Friday, December 11, 2009

House Made of Glass

The one thing about all of these elements of communication now a days, is one's ability to scan photos and post them on an electronic medium of his or her choice. This rediculous program called Facebook is a perfect example of one such platform this can be done.

I have around one hundred and seventy friends on Facebook.

I think the essential idea of having a friend on Facebook is this: "Hey, at one point we knew each other. We may have even hung out and spent time together for a number of years. One day, we simply stopped calling. Now it's ten or more years later, I have found you, and it is of my general opinion that our friendship never ended. It was put on hold." I'm not sure how much further it might go than that, because I don't talk to the majority of my friends on Facebook. Yet when I go and look at some of the pictures that these people on my list have posted it amazes me how instantly I am brought back to the years in which I hung out with them.

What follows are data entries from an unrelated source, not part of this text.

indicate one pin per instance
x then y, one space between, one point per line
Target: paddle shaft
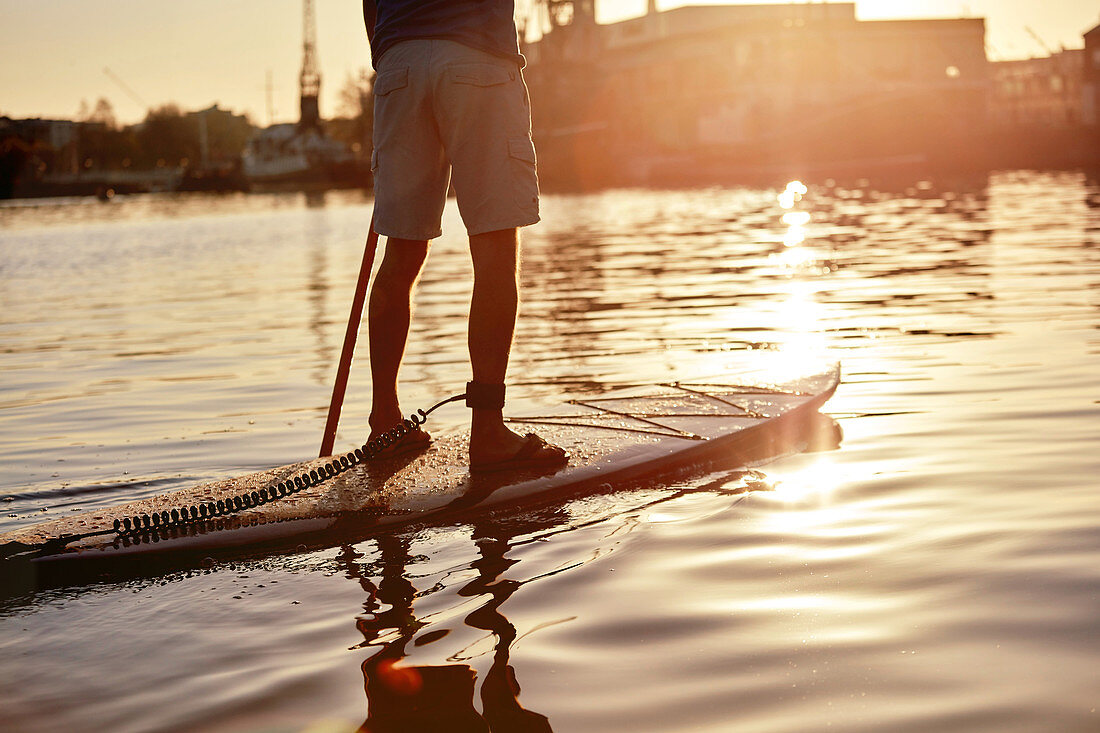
349 348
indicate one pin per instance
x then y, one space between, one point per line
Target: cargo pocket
525 179
391 80
480 75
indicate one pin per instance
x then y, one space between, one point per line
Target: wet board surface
617 437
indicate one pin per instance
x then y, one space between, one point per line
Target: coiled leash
183 516
195 513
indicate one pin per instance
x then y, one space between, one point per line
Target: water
937 571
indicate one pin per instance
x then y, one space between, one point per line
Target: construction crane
310 79
1038 40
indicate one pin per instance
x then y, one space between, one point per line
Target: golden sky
201 52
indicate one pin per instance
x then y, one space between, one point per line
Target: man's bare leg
492 326
388 316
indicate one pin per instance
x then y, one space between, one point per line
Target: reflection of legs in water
411 698
501 690
440 698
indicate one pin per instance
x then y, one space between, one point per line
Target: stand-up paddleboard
618 437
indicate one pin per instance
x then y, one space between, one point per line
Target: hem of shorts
393 233
513 222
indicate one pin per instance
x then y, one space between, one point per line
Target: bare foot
496 448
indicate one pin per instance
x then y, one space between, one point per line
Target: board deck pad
623 435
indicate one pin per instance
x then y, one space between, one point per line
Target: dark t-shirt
483 24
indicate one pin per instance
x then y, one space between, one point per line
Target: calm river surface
939 570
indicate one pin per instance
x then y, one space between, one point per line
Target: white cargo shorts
447 113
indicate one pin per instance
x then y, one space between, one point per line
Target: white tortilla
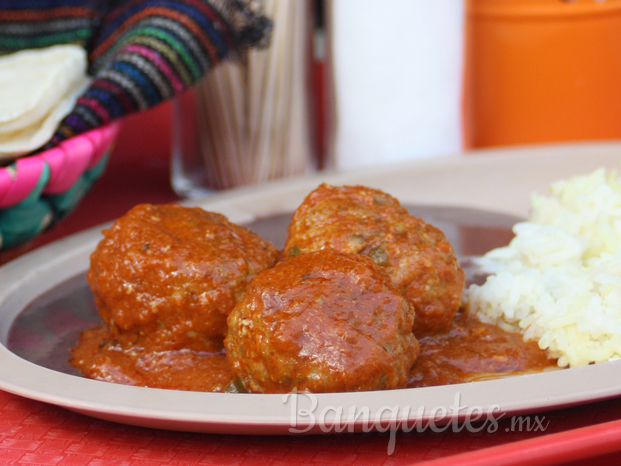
35 136
38 88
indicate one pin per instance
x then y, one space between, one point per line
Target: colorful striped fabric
141 52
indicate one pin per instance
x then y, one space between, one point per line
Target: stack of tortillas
38 88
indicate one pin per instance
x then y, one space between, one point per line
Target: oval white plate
499 183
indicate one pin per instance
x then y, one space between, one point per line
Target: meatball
166 277
416 255
326 321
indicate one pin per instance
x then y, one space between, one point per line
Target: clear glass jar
250 119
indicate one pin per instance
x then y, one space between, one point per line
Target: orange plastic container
542 71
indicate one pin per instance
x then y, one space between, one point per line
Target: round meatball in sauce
166 277
326 321
417 256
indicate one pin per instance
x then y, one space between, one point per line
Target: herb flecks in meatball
166 277
417 256
326 321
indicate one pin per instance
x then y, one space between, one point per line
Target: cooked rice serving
559 280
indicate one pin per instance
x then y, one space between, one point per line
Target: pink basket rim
66 163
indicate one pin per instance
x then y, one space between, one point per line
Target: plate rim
267 414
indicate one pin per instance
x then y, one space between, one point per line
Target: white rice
559 280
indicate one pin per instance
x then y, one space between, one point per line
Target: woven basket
38 190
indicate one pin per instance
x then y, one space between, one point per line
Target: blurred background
353 83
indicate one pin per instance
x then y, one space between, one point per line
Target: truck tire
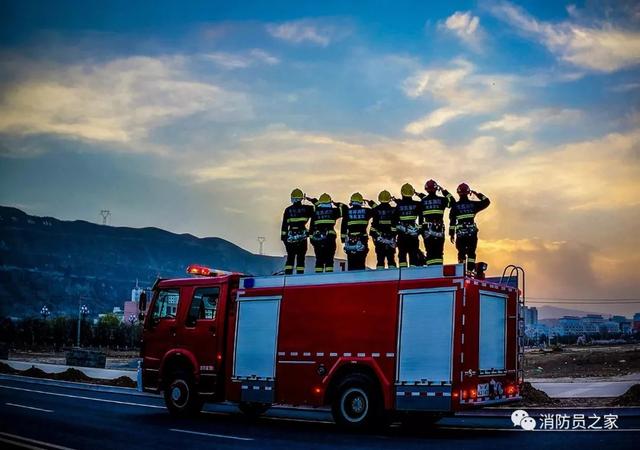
357 404
181 396
252 410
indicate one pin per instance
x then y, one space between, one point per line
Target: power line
585 299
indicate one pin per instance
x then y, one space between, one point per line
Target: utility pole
105 213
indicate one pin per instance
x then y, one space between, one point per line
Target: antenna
105 213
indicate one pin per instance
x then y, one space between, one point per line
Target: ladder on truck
515 271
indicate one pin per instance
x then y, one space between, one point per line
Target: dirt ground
581 362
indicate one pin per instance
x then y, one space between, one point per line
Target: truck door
159 333
425 349
201 335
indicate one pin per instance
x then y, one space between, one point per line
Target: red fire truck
364 343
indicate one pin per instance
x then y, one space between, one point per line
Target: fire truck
432 340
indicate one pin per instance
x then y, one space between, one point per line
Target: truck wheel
251 409
356 404
180 395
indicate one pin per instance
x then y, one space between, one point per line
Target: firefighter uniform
433 230
407 213
294 232
462 224
353 232
323 234
383 230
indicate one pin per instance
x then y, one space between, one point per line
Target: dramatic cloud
460 89
603 48
118 101
532 120
465 26
313 31
242 61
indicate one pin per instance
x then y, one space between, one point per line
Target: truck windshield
166 304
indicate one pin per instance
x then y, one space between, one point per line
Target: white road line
57 394
463 428
33 441
28 407
224 436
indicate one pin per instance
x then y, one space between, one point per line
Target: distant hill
44 260
554 312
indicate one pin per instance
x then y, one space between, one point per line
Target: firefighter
294 232
407 213
353 232
462 224
383 230
322 230
433 231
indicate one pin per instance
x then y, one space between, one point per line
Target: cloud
120 100
602 48
313 31
461 89
241 61
532 120
465 26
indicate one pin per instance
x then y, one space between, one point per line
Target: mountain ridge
45 260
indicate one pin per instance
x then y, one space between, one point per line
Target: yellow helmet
324 198
384 197
297 194
407 190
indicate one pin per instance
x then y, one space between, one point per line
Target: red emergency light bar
204 271
196 269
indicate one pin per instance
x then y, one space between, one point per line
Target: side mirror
142 302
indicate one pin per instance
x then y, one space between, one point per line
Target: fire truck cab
363 343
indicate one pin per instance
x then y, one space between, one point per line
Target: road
34 415
584 389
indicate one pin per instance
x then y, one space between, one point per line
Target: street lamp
83 312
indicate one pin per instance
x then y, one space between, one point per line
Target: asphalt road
44 416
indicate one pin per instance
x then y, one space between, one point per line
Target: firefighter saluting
462 224
407 213
383 230
323 234
433 231
294 232
353 232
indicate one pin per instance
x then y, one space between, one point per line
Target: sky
200 117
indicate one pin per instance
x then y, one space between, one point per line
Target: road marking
33 441
199 433
57 394
538 430
28 407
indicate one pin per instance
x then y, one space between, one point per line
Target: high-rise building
530 315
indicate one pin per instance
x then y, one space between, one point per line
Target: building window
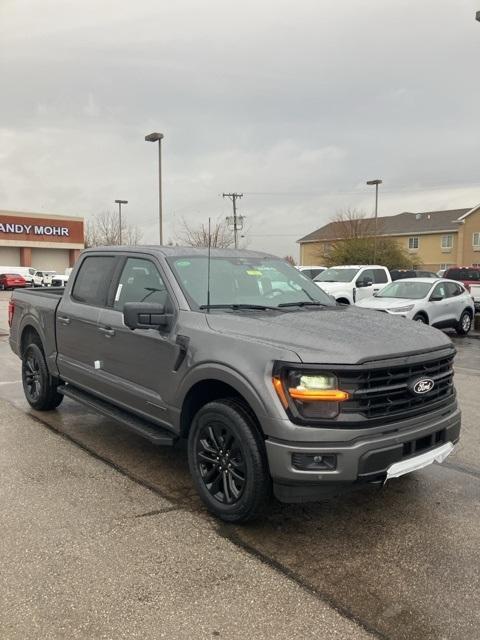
447 242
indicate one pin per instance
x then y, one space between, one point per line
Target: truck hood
331 335
332 287
385 303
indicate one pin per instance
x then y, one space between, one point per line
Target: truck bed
36 307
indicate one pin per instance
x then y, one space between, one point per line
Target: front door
440 311
137 366
78 338
365 275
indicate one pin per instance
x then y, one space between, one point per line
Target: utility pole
120 202
376 183
234 197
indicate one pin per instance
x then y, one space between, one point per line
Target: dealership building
44 241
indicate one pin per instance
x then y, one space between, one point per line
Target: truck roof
184 251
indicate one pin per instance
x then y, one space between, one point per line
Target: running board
156 435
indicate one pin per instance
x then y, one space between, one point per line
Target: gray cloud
296 104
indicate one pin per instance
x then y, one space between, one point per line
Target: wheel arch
209 385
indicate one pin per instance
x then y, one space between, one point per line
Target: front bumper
366 459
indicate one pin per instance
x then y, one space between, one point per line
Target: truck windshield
337 275
408 290
245 281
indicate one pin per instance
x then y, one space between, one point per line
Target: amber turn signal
313 395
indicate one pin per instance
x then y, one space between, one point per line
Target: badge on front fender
421 386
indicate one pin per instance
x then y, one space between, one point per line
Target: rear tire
39 386
227 461
465 324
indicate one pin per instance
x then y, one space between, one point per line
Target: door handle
108 332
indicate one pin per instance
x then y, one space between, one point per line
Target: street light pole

I don't really know what happened. I think it must have been me, because I see a lot of the great and trustworthy people I used to surround myself with in these photos still hanging out with the same people. Perhaps it was my self fish pursuits as a drug dealer, trying to fit in with the under world as it were. My goodness, it sounds pathetic doesn't it? I pushed them away from myself. I thought I was cooler, and probably even better than all of them.

I gander through a lot of photos from the past and present; of these people who I used to know so well, hang out with so much, be so close to. They're all still together, probably doing the same thing. I wonder if they ever think what I'm doing...I wonder if they ask themselves, "Whatever happened to that Nathan Hill guy?"

I miss those days. Not in a yearning for the past kind of way, because I am perfectly content with where and who I am these days. I don't feel that I "blew it" in anyway. But I miss the days when I was in a band, when I went to those classic highschool parties. I miss all of the people who I see on Facebook in those pictures, both old and new. It is very interesting. Touching, perhaps.

It's nothing I feel sad about. Don't get me wrong. I just think it's important to consider this when I look at someone's picture and realize that these folks were genuine. They were, and most likely still are, the Real Deal. I was not. I was genuine, then became a monster. I became an asshole. I became a House Made of Glass. It took me a lot longer to know who I really was. I still don't know who I really am, but I know where I really am. I know who I am with now.

I think if I were to get together with any of these folks who are on my Friends list on Facebook that I could probably pick up where we left off. That there was a connection there so many years ago that would enable a connection to this day. These are people who I would love to introduce my wife to, as they knew me when she did not. They could tell her things about me that I wouldn't even know where to begin telling.